Avant d’aller plus loin, récapitulons : la misogynie c’est d’abord un état d’esprit, une prédisposition véhiculée par une vision du monde qui dévalorise les femmes en les plaçant en bas de l’échelle sociale à laquelle correspond un schéma pyramidal. Au sommet, l’homme, en dessous – bien en dessous –, la femme, et encore plus bas – bien plus bas –, l’homosexuel. Revenons sur cet épisode d’OrelSan, symptomatique d’une époque qui consiste à donner à voir les conséquences d’un manque d’exercice du jugement. Pour que chacun, ici, puisse se faire une idée précise du contenu de Sale pute , en voici quelques paroles :

« Je vous ai vus vous jeter l’un sur l’autre, il passait les mains
Sous ton pull pendant que tu l’embrassais.
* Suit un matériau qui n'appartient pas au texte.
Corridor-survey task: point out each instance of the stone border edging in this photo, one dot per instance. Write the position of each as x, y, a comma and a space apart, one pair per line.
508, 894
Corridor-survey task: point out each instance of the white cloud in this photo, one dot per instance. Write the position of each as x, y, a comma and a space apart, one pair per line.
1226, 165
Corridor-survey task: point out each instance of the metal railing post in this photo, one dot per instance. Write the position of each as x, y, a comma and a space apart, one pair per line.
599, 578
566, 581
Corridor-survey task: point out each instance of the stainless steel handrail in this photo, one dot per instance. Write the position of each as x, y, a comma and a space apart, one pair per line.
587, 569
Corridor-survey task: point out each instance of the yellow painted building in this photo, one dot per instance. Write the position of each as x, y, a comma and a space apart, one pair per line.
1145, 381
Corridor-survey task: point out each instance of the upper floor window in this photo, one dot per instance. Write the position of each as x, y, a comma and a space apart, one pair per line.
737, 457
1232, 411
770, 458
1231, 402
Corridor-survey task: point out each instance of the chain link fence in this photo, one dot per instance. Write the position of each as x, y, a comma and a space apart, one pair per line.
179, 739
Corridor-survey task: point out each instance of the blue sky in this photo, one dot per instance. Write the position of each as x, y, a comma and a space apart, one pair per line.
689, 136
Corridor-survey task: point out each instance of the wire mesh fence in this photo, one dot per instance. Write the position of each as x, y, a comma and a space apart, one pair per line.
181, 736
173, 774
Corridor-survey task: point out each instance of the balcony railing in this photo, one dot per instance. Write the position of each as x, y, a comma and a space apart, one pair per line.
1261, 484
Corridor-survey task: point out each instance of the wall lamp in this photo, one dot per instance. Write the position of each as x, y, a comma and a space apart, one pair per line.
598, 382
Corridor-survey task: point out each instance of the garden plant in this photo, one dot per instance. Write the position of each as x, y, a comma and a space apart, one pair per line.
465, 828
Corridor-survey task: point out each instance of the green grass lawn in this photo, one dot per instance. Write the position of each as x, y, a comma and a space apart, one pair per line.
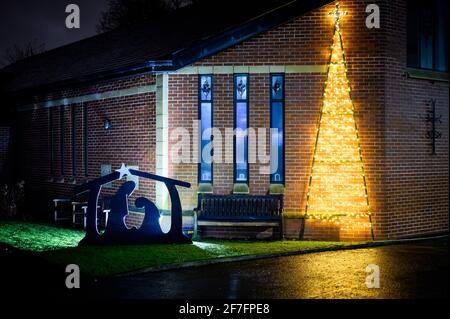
59, 245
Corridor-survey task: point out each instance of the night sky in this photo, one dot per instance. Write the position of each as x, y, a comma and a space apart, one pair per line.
43, 21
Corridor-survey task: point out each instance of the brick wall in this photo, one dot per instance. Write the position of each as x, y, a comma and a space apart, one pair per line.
302, 41
407, 187
416, 181
131, 140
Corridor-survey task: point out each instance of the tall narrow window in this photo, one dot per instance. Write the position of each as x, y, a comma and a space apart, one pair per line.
205, 116
85, 139
50, 140
73, 118
277, 128
61, 137
241, 128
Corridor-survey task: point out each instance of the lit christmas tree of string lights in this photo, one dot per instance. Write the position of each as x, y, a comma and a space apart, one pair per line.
337, 183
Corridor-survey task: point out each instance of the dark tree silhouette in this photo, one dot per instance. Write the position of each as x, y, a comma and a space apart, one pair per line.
127, 12
16, 52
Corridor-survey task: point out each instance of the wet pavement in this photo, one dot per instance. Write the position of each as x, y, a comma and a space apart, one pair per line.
406, 271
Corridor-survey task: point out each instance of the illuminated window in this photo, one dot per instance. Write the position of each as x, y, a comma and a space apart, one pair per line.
205, 115
241, 128
277, 128
428, 34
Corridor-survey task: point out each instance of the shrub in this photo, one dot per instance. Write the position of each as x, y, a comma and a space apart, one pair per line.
12, 200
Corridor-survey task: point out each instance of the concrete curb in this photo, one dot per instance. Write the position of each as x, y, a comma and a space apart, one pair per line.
199, 263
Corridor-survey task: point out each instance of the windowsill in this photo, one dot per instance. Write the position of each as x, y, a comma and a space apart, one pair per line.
241, 188
204, 188
276, 188
425, 74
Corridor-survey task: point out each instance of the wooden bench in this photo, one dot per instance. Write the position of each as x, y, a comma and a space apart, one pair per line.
239, 210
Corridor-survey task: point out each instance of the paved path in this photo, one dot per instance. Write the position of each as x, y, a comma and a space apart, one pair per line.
406, 271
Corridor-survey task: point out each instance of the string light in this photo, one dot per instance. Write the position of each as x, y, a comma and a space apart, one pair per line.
337, 190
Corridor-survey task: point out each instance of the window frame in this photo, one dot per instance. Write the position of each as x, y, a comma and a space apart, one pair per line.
418, 20
199, 115
282, 101
235, 102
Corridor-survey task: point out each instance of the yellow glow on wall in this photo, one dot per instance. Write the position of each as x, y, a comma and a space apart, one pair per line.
337, 183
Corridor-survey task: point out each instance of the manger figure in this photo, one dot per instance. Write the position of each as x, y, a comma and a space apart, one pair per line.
116, 232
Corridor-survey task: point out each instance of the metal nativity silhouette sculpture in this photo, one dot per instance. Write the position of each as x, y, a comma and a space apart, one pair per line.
116, 231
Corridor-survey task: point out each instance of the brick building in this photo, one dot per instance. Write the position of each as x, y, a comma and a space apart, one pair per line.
135, 95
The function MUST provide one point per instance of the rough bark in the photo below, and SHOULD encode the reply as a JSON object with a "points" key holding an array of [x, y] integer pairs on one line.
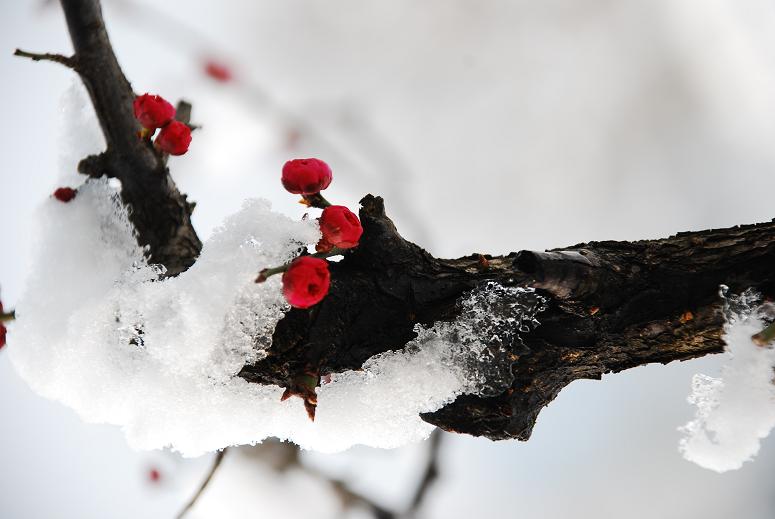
{"points": [[612, 305], [160, 213]]}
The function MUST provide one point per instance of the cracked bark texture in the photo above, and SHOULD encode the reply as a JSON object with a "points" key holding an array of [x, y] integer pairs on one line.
{"points": [[160, 214], [612, 305]]}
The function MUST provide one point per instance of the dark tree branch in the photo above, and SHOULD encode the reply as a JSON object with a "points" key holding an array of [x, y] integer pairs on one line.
{"points": [[160, 213], [613, 306]]}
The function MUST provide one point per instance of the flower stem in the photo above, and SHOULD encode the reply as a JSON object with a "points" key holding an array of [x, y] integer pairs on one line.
{"points": [[269, 272], [316, 200]]}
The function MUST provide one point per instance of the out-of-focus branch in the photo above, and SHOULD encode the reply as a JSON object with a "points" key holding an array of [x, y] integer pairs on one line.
{"points": [[282, 456], [429, 474]]}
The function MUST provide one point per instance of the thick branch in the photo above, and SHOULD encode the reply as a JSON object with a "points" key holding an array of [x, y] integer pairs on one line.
{"points": [[613, 306], [160, 213]]}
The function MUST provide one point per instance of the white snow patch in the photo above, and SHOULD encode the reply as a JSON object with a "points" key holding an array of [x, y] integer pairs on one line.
{"points": [[98, 331], [737, 410]]}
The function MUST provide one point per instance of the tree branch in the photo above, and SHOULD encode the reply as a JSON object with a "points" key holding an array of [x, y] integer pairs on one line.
{"points": [[160, 213], [613, 306]]}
Putain j’avais envie de vous tuer, j’étais choqué, j’croyais que tu étais différente des autres pétasses.
J’te déteste, j’te hais
T’es juste bonne à te faire péter le rectum, même si tu disais des trucs intelligents t’aurais l’air conne
J’te déteste, j’veux que tu crèves lentement
J’veux que tu tombes enceinte et que tu perdes l’enfant »
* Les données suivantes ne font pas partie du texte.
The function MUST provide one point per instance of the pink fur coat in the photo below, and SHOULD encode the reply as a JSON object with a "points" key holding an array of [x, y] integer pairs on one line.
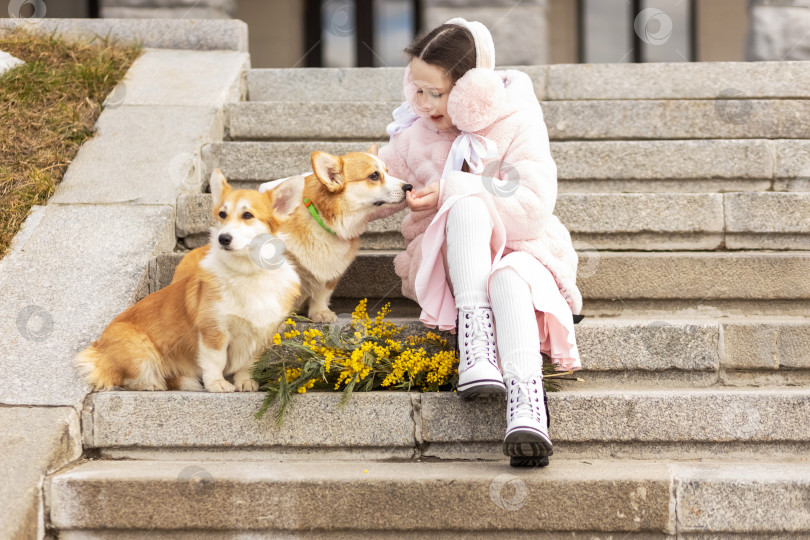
{"points": [[501, 106]]}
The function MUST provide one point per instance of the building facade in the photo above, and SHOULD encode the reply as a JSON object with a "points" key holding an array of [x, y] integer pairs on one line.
{"points": [[342, 33]]}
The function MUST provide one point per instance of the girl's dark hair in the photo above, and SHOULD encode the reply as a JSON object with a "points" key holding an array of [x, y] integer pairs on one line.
{"points": [[449, 46]]}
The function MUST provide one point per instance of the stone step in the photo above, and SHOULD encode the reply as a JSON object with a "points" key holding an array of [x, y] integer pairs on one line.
{"points": [[582, 166], [652, 284], [618, 221], [348, 499], [632, 221], [565, 120], [681, 423], [654, 80]]}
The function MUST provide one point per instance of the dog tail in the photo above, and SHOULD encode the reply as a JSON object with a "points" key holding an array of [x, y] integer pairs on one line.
{"points": [[88, 362]]}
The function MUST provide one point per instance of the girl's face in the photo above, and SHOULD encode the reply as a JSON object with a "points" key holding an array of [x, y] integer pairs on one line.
{"points": [[432, 90]]}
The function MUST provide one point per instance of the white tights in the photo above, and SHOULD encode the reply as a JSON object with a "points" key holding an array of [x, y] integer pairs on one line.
{"points": [[469, 229]]}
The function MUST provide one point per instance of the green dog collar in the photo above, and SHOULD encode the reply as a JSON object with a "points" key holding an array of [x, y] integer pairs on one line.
{"points": [[314, 212]]}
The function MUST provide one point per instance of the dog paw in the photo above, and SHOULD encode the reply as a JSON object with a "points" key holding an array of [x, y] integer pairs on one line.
{"points": [[247, 385], [323, 316], [220, 385]]}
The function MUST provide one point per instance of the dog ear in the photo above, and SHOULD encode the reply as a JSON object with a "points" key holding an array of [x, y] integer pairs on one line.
{"points": [[287, 196], [328, 169], [219, 185]]}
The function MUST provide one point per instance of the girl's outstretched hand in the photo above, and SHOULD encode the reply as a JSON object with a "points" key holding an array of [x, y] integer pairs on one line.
{"points": [[426, 198]]}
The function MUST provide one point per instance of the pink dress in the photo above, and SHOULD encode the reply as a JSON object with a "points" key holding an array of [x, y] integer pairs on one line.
{"points": [[526, 236]]}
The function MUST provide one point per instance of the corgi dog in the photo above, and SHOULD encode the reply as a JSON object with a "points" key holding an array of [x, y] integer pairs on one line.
{"points": [[322, 235], [211, 323]]}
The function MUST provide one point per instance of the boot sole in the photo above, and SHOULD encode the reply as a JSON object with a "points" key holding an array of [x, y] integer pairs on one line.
{"points": [[480, 390], [533, 462], [527, 444]]}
C’était en mars 2009. Une polémique éclate. Des politiques, des artistes, des féministes et des militants des droits de la Personne prennent des positions contradictoires et antagoniques. Les uns évoquent la liberté de l’artiste de créer, les autres évoquent l’incitation à la haine et certains autres demandent ni plus ni moins l’annulation de ses spectacles. Promu au firmament, loin de pâlir, l’étoile de l’artiste scintille comme jamais auparavant. A la fin de la même année, il est nommé au concours des révélations françaises du prix Constantin et est, dans le même temps, élu par les internautes comme étant le meilleur artiste français de l’année pour représenter la France aux MTV Europe Music Awards.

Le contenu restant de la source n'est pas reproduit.